Ana narrowly avoided blowing coffee out of her nose and managed to just choke on it for a minute instead. "No," she rasped eventually, wiping at her mouth with a napkin. "We did not date or anything else that would fall under the subheading of dating."

"Hey, I'm not judging," said Maddison with a wave meant to convey that even if she was seventeen, she was worldly beyond her years. "But it's not just my mom who says so."

"No offense, but I don't particularly care what your mom says or how many people agree with her. It doesn't make any of them right, it just makes them gullible and/or liars."

A little color touched the girl's cheek. "I didn't say I believed it."

"I don't expect you to believe it. You sat in a car with the man in a wet shirt. And I bet he adjusted his rearview when you got in, but he waited until you were home before he told you to cover up." She waited, watching the girl think about that. "You know, I was happy just to quit and walk away from him, but since it's just us two talking, there is a lot about the man I am not going to miss. He's like a sixty-year-old version of the fifteen-year-old boy whose girlfriend won't let him cop a feel, so he tells everyone in his class she gave him a blowjob instead."

Maddison snorted and nodded.

"He was an ass. Maybe not the worst guy who ever lived, but an ass for sure. Not to speak ill of the dead and all that," Ana added, getting up for more coffee and topping off the girl's mug while she was at it. "And not suggesting he deserved what he got. Nobody fucking deserves to go out like that."

Maddison leaned forward, eyes sparkling. "Was it really gory? You can tell me. I can keep a secret."

They talked for a while about the tree and the lights and the hanging, with the girl asking questions and Ana keeping the answers as brief and colorless as possible, closing it all off by saying, "I just have a hard time picturing somebody doing that to himself. What makes you so sure it wasn't an accident?"

"There was a note."

"The fuck you say," Ana blurted, genuinely startled for the first time in this entire conversation. As Maddison giggled, she hastily amended, "Sorry, I meant to say 'no kidding', but for real, you know for a fact there's a note?"

Maddison nodded, drinking more coffee she obviously didn't enjoy. "They found it at his house. Like, he'd dragged the table over and put it right in front of the door so it was the first thing you saw when you walked in. Still sitting in the typewriter," she added with an extra-special eye roll. "Who else but Shelly, right? My friend Sarah? Well, she's not my friend anymore, she's a huge snot, but her cousin's sister worked for Shelly like five years ago, when he was still using the typewriter in the office. Like, it's 2010 everywhere else in the world, but it's 1880 in Shellyland. She had to learn how to use one of those hand-things with the blue paper whenever anyone would pay for things with a credit card. Can you imagine?"

"Yeah, as a matter of fact, I can. They still had the old time-stamper on the wall when I was there," Ana told her. "With actual paper cards that you'd use to literally punch in and out of work. I only ever saw that shit in old cartoons before."

"That's Shelly. You should see his house, it looks like a junkyard or one of those hoarder shows because he never throws anything away. That's his retirement plan, he's going to fix it all up and sell it, all that stuff rotting and rusting in the yard with grass growing over it. Anyway, they find the note and Kendra says it talked about how, like, his wife is gone and he's not close with his kids…and it said one of them isn't even his," Maddison added with twinkle-eyed gravity. "I don't know anything about that. All the Shelton boys moved out before I was born, but when Mom hears that, she's going to shit kittens. Anyway, the note goes on all about how he's just alone and doesn't want to live anymore, and it ends with him saying everyone's forgotten him, so he'll make sure people remember the way he died and he'll see them at the Tree-Lighting."

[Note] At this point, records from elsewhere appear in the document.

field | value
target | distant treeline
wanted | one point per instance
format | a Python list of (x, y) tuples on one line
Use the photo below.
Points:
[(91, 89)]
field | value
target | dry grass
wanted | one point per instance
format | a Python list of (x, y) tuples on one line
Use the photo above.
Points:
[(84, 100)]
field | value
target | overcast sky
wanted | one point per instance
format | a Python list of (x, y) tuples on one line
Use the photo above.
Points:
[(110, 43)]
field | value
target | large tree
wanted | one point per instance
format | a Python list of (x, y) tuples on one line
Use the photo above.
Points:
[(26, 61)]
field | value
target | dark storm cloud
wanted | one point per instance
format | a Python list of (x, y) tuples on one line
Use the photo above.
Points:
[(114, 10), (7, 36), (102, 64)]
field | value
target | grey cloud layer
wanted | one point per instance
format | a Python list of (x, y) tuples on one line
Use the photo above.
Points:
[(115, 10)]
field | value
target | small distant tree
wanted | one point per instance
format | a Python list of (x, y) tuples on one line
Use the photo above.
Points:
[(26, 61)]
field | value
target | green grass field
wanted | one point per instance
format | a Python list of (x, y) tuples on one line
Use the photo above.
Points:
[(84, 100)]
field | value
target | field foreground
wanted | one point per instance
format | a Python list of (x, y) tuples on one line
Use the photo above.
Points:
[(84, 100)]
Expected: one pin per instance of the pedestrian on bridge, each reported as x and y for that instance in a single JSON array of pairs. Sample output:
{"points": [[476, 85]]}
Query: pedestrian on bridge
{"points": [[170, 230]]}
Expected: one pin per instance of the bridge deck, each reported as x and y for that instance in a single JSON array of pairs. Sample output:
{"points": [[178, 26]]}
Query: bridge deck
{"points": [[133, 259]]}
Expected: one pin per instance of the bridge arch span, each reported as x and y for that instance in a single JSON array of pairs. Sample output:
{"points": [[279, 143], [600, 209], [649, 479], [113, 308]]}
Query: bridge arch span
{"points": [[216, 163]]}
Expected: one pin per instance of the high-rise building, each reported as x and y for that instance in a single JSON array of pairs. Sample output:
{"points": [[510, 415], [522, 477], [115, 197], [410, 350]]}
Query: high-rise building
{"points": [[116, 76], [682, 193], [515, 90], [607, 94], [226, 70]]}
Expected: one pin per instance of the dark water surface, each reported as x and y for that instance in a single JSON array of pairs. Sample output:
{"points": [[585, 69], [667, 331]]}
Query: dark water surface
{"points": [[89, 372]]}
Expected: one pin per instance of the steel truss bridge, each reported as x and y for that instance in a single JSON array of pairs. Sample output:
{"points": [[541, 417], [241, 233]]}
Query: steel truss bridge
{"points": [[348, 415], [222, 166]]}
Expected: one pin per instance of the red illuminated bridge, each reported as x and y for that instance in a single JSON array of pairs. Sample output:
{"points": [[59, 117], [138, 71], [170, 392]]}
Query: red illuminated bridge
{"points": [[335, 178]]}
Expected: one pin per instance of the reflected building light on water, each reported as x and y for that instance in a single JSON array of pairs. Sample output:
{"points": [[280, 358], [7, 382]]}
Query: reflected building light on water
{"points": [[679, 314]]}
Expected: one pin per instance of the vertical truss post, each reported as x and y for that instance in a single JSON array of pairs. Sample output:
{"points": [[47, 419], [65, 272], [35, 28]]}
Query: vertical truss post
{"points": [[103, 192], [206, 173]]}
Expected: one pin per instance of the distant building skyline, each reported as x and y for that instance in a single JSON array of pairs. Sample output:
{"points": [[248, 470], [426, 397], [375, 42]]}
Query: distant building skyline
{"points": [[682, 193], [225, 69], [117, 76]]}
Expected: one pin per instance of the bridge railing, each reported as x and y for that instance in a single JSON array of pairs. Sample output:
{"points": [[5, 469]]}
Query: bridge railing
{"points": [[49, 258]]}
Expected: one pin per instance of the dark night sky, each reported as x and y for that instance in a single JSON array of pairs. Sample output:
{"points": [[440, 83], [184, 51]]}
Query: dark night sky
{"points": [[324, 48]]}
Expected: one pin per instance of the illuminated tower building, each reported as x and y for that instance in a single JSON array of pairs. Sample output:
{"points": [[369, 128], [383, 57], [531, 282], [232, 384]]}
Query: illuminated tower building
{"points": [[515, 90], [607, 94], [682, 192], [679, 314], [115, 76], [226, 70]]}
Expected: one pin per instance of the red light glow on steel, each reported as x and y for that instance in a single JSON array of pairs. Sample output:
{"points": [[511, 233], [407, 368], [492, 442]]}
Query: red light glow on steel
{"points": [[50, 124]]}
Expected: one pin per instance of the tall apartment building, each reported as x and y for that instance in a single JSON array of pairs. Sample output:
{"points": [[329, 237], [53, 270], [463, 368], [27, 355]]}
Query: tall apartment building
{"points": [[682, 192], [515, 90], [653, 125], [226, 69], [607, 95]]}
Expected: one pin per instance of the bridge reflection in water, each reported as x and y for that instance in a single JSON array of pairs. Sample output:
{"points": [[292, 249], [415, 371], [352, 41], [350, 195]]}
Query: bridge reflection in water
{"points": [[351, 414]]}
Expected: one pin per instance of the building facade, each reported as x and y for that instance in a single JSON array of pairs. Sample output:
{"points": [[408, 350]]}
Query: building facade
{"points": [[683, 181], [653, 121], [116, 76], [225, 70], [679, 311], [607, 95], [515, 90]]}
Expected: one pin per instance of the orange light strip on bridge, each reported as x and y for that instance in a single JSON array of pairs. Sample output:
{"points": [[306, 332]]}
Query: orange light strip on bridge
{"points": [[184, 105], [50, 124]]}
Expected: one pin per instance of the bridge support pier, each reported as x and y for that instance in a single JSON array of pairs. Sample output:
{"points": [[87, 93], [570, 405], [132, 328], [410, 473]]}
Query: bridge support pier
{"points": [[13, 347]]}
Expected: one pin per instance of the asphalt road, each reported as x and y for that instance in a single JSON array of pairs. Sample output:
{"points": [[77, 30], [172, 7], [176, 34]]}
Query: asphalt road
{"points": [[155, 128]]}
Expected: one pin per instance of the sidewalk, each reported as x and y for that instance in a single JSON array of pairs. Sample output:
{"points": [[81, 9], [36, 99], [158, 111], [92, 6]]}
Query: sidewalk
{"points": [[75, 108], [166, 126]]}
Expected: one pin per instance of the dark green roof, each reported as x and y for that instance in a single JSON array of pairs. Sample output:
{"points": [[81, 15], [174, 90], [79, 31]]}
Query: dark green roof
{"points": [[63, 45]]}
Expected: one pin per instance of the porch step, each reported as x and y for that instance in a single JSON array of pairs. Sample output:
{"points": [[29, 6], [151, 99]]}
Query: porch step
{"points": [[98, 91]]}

"Huh," said Ana, leaning back in her chair. "That sounds like a suicide note, all right."

"Yeah and if you don't believe Kendra, the coroner says the same thing, and I know that for a fact because, I shouldn't say anything, but I had to drop something off at the Town Hall, and when I was there, Mrs. Rutter? You know who she is?"

"We've met," said Ana.

"Well, she came slamming out of her room and went into the sheriff's section, you know how it all is there, and I wasn't trying to listen, but I couldn't help it because she was loud and they were right there, you know? And apparently, the coroner was on the phone in her office trying to figure out why he hadn't gotten confirmation on the whatever, the death warrant or something, because I guess he can't go home without it. We don't have our own death-guy," Maddison added, "because the whole town could fit in a shoebox, so literally every time someone dies, someone has to come over from St. George and go, 'Yep! He's dead!' Anyway, so the coroner wants to close the file and the sheriff said he wasn't convinced it was suicide, and Mrs. Rutter's all, 'No one cares if you're convinced, you're not the coroner, and one call to the governor and you won't be the sheriff either, so sign the damn papers. We can't afford to attract attention right now.' And he's all, 'I was there and I say there are reasonable doubts,' and she's all, 'That's right, you were there, and if anything happened, it happened right under your nose, so if that's the story you want to run with, be my guest, but you're not going to do anything but waste your time and my money, and when it's all over, it'll still be a suicide, and the only one going to prison will be you after his lawyers are through with you.'"

"Whose lawyers?" Ana asked, knowing full well.

"County's, I guess. If their coroner says one thing and you say something else, there's going to be lawyers, right? They can't just leave the file open forever because your sheriff wants to be a dick. Anyway, he did the whole, 'I'm just doing my job,' thing, and she was not having it. She told him his job was what she said it was and if he didn't sign the effing papers, his job was going to be directing traffic down at the community center, and the sheriff told her to prance her fancy shoes back to the kitchen and cook some more books and it was a big thing," Maddison concluded with satisfaction. Her pocket buzzed. She took out her phone, made a face, texted rapidly, and repocketed it, saying, "I gotta go."

"Wait a minute, direct traffic at the community center?" Ana echoed, frowning. "Did they open the holiday fair again?"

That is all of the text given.